Die E-Mail hat die Kommunikation extrem beschleunigt - doch das Medium ist auch ein Bremsklotz. Die elektronische Post zu sichten, Mails weiterzuleiten und nicht zuletzt Spam zu entfernen, vernichtet an jedem Bürotag im Durchschnitt 40 Minuten Arbeitszeit. Die Kommunikation von Angesicht zu Angesicht ist in vielen Fällen effizienter.

E-Mails halten Büroangestellte zunehmend von der Arbeit ab. Wie aus einer Befragung des britischen Henley Management College in Reading von 180 Führungskräften hervorgeht, sieht ein Großteil der Mitarbeiter in der Regel alle fünf Minuten nach, ob neue E-Mails eingegangen sind. Der Aufwand für die tägliche E-Mail-Kommunikation lässt sich hochrechnen: Demnach verbringen Angestellte im höheren Management im Schnitt drei hoch bezahlte Berufsjahre mit der Bearbeitung elektronischer Post.

Dabei sind Unterbrechungen pures Gift für effizientes Arbeiten. In einem Experiment der Universität Cardiff brauchten die Versuchspersonen bei einer fünfsekündigen Unterbrechung durch E-Mails im Schnitt jedes Mal 64 Sekunden, um sich wieder auf den davor bearbeiteten Sachverhalt zu konzentrieren.
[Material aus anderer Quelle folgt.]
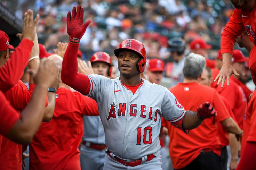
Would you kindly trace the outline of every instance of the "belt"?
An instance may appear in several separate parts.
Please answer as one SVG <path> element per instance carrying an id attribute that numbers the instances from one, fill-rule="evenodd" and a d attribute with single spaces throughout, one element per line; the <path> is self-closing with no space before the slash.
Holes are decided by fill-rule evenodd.
<path id="1" fill-rule="evenodd" d="M 87 146 L 86 145 L 86 141 L 83 141 L 83 145 L 85 146 Z M 93 143 L 90 143 L 90 146 L 88 147 L 92 149 L 96 149 L 97 150 L 105 150 L 107 148 L 107 146 L 106 145 L 99 145 Z"/>
<path id="2" fill-rule="evenodd" d="M 107 151 L 107 154 L 109 155 L 109 156 L 110 158 L 113 159 L 113 157 L 111 156 L 111 155 L 110 155 L 111 153 L 111 152 L 110 152 L 109 151 Z M 155 157 L 155 155 L 154 155 L 153 154 L 147 155 L 147 160 L 146 161 L 146 162 L 147 162 L 148 161 L 152 160 L 152 159 L 153 159 Z M 117 156 L 114 156 L 114 157 L 117 161 L 126 167 L 135 167 L 136 166 L 138 166 L 138 165 L 139 165 L 141 164 L 141 158 L 136 160 L 136 161 L 127 161 L 121 159 L 120 158 L 119 158 Z"/>

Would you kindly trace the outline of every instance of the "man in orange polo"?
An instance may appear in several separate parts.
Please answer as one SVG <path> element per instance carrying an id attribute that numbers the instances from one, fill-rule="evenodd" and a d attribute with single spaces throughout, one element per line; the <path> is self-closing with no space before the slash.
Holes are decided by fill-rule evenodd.
<path id="1" fill-rule="evenodd" d="M 183 83 L 170 89 L 185 109 L 195 110 L 195 106 L 205 100 L 213 103 L 218 113 L 218 117 L 205 120 L 201 126 L 187 135 L 166 124 L 170 137 L 170 155 L 175 169 L 222 169 L 217 123 L 220 122 L 228 132 L 238 135 L 242 133 L 216 91 L 199 83 L 205 65 L 202 56 L 190 54 L 183 68 Z"/>

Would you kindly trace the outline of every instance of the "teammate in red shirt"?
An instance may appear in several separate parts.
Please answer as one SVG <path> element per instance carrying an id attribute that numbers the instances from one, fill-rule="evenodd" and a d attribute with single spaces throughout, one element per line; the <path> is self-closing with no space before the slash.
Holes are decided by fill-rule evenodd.
<path id="1" fill-rule="evenodd" d="M 47 60 L 61 66 L 54 55 Z M 83 134 L 83 115 L 98 115 L 93 99 L 61 87 L 56 93 L 55 108 L 49 123 L 42 123 L 30 144 L 30 169 L 80 169 L 78 146 Z"/>
<path id="2" fill-rule="evenodd" d="M 242 73 L 242 67 L 243 65 L 244 67 L 244 62 L 246 60 L 241 55 L 239 50 L 235 50 L 234 55 L 233 58 L 233 64 L 234 67 L 237 67 L 236 65 L 238 65 L 237 67 L 240 74 Z M 217 67 L 219 68 L 221 65 L 221 60 L 220 59 L 221 56 L 218 57 L 219 58 L 219 62 L 217 62 Z M 239 63 L 241 61 L 242 66 L 239 63 L 236 63 L 235 62 Z M 219 70 L 217 69 L 212 69 L 213 71 L 213 75 L 214 78 L 216 77 L 217 75 L 219 74 Z M 236 76 L 235 75 L 234 76 Z M 237 77 L 238 77 L 237 76 Z M 247 107 L 247 101 L 245 95 L 243 91 L 242 88 L 239 86 L 239 85 L 242 83 L 238 80 L 237 79 L 232 76 L 230 78 L 230 84 L 229 86 L 227 86 L 227 83 L 225 83 L 223 88 L 221 88 L 219 86 L 217 85 L 217 82 L 214 82 L 212 83 L 211 86 L 216 88 L 217 91 L 221 95 L 225 97 L 229 103 L 230 106 L 232 109 L 234 115 L 235 117 L 236 120 L 238 123 L 238 125 L 240 128 L 242 129 L 243 121 L 243 117 L 246 111 Z"/>
<path id="3" fill-rule="evenodd" d="M 222 81 L 222 87 L 224 86 L 226 78 L 228 85 L 229 85 L 230 78 L 231 74 L 233 73 L 237 76 L 239 75 L 232 64 L 232 55 L 237 37 L 245 31 L 248 36 L 254 44 L 254 46 L 256 44 L 255 35 L 256 27 L 254 17 L 256 9 L 255 0 L 231 0 L 231 1 L 235 9 L 221 35 L 221 49 L 223 65 L 215 80 L 219 79 L 218 84 Z M 254 64 L 256 62 L 256 58 L 254 56 L 255 49 L 255 47 L 253 48 L 250 54 L 249 68 L 253 78 L 256 75 L 256 65 Z"/>
<path id="4" fill-rule="evenodd" d="M 253 170 L 256 162 L 252 158 L 256 156 L 256 93 L 253 94 L 248 104 L 244 122 L 244 133 L 242 139 L 241 159 L 237 170 Z"/>
<path id="5" fill-rule="evenodd" d="M 57 70 L 57 67 L 50 64 L 45 61 L 40 64 L 34 77 L 37 86 L 29 103 L 20 114 L 10 106 L 0 91 L 0 134 L 17 143 L 31 141 L 42 120 L 47 88 L 53 82 L 54 73 Z"/>
<path id="6" fill-rule="evenodd" d="M 229 132 L 237 134 L 241 133 L 230 117 L 218 93 L 211 88 L 199 84 L 205 64 L 202 56 L 191 53 L 185 61 L 183 83 L 170 89 L 185 109 L 195 110 L 198 103 L 207 101 L 213 103 L 218 112 L 217 117 L 205 120 L 201 126 L 187 135 L 167 124 L 170 153 L 175 169 L 221 169 L 221 143 L 217 122 L 220 122 Z"/>
<path id="7" fill-rule="evenodd" d="M 207 67 L 204 70 L 202 74 L 200 84 L 210 86 L 213 80 L 213 74 L 211 69 L 210 68 Z M 227 107 L 229 111 L 229 114 L 237 123 L 235 118 L 229 106 L 228 101 L 224 97 L 221 96 L 221 97 L 224 102 L 224 104 Z M 235 135 L 231 133 L 228 134 L 226 129 L 219 122 L 218 123 L 218 134 L 221 143 L 221 159 L 223 170 L 227 169 L 228 168 L 230 168 L 231 170 L 234 169 L 238 164 L 238 153 L 239 143 Z M 228 148 L 228 147 L 229 147 L 228 145 L 230 143 L 230 147 L 231 149 L 231 153 L 229 152 L 229 150 L 230 150 Z M 231 162 L 230 161 L 230 160 Z"/>
<path id="8" fill-rule="evenodd" d="M 201 55 L 205 58 L 207 67 L 211 68 L 215 67 L 215 61 L 208 59 L 208 50 L 211 48 L 211 45 L 207 44 L 203 39 L 199 38 L 191 41 L 189 46 L 191 52 Z"/>

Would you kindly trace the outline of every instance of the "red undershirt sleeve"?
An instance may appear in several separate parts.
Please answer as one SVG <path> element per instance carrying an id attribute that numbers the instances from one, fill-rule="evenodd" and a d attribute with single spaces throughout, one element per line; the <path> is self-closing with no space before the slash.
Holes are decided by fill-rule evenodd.
<path id="1" fill-rule="evenodd" d="M 32 41 L 23 39 L 14 49 L 11 57 L 0 67 L 0 90 L 3 92 L 11 88 L 21 78 L 33 45 Z"/>
<path id="2" fill-rule="evenodd" d="M 221 34 L 221 50 L 222 54 L 227 53 L 233 55 L 237 37 L 241 35 L 244 31 L 241 14 L 240 11 L 236 9 Z"/>
<path id="3" fill-rule="evenodd" d="M 255 158 L 256 158 L 256 143 L 246 142 L 241 159 L 236 170 L 255 170 L 256 162 L 252 160 Z"/>
<path id="4" fill-rule="evenodd" d="M 81 93 L 87 95 L 90 83 L 87 76 L 78 73 L 77 52 L 79 44 L 69 42 L 62 61 L 61 80 L 63 83 Z"/>

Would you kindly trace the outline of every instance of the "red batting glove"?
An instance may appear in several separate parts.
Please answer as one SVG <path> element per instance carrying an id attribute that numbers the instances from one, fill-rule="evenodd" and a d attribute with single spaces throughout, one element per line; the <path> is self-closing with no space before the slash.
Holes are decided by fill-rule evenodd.
<path id="1" fill-rule="evenodd" d="M 88 25 L 91 23 L 91 21 L 89 20 L 83 24 L 83 8 L 79 5 L 76 12 L 75 9 L 75 7 L 73 7 L 72 17 L 70 11 L 69 11 L 67 18 L 69 40 L 75 43 L 80 41 Z"/>
<path id="2" fill-rule="evenodd" d="M 210 118 L 213 116 L 215 116 L 218 115 L 217 112 L 215 110 L 213 105 L 206 102 L 198 107 L 197 116 L 199 119 L 204 119 L 207 118 Z"/>

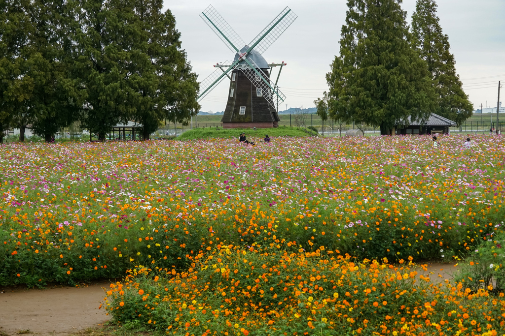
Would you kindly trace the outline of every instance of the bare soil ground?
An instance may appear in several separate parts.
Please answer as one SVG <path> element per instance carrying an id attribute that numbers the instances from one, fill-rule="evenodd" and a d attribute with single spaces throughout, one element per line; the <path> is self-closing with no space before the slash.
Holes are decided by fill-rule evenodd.
<path id="1" fill-rule="evenodd" d="M 66 336 L 109 319 L 98 309 L 110 283 L 78 288 L 4 289 L 0 292 L 0 336 L 33 333 Z"/>
<path id="2" fill-rule="evenodd" d="M 419 275 L 429 277 L 433 282 L 450 280 L 458 272 L 454 263 L 428 263 L 427 269 L 416 267 Z M 0 336 L 113 334 L 110 329 L 103 327 L 109 317 L 104 309 L 98 309 L 106 296 L 103 288 L 108 288 L 110 283 L 3 290 L 0 291 Z"/>

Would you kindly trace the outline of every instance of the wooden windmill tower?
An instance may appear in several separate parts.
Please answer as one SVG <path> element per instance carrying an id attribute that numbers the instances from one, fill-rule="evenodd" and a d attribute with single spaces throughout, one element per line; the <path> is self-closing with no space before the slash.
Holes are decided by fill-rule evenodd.
<path id="1" fill-rule="evenodd" d="M 245 45 L 222 17 L 209 6 L 201 17 L 232 51 L 233 61 L 218 63 L 218 68 L 200 85 L 198 100 L 203 98 L 225 77 L 230 79 L 228 102 L 221 119 L 223 127 L 266 128 L 277 127 L 279 121 L 276 103 L 285 96 L 277 86 L 282 63 L 269 64 L 262 54 L 287 29 L 296 16 L 286 7 L 248 44 Z M 239 49 L 238 47 L 244 46 Z M 272 69 L 280 66 L 277 80 L 270 79 Z"/>

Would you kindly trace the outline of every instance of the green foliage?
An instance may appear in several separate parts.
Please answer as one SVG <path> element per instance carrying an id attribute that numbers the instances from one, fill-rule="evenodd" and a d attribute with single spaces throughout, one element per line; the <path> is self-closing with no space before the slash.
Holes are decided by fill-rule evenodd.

Für Teamarbeit nur bedingt geeignet

Experten sehen außerdem noch weitere Nachteile in der E-Mail-Kommunikation. So wirke sich alleiniger E-Mail-Kontakt vor allem in Teams negativ aus: Der elektronische Briefverkehr führe nicht selten zu einer Verschlechterung zwischenmenschlicher Beziehungen, meint Unternehmensberater Bernd Höhne von jobdot.de. Kommuniziert eine Gruppe per E-Mail, neige sie dazu, Diskussionen in die Länge zu ziehen und zuvor getroffene Entscheidungen zu verwässern. Persönliche Treffen sind meist zielführender.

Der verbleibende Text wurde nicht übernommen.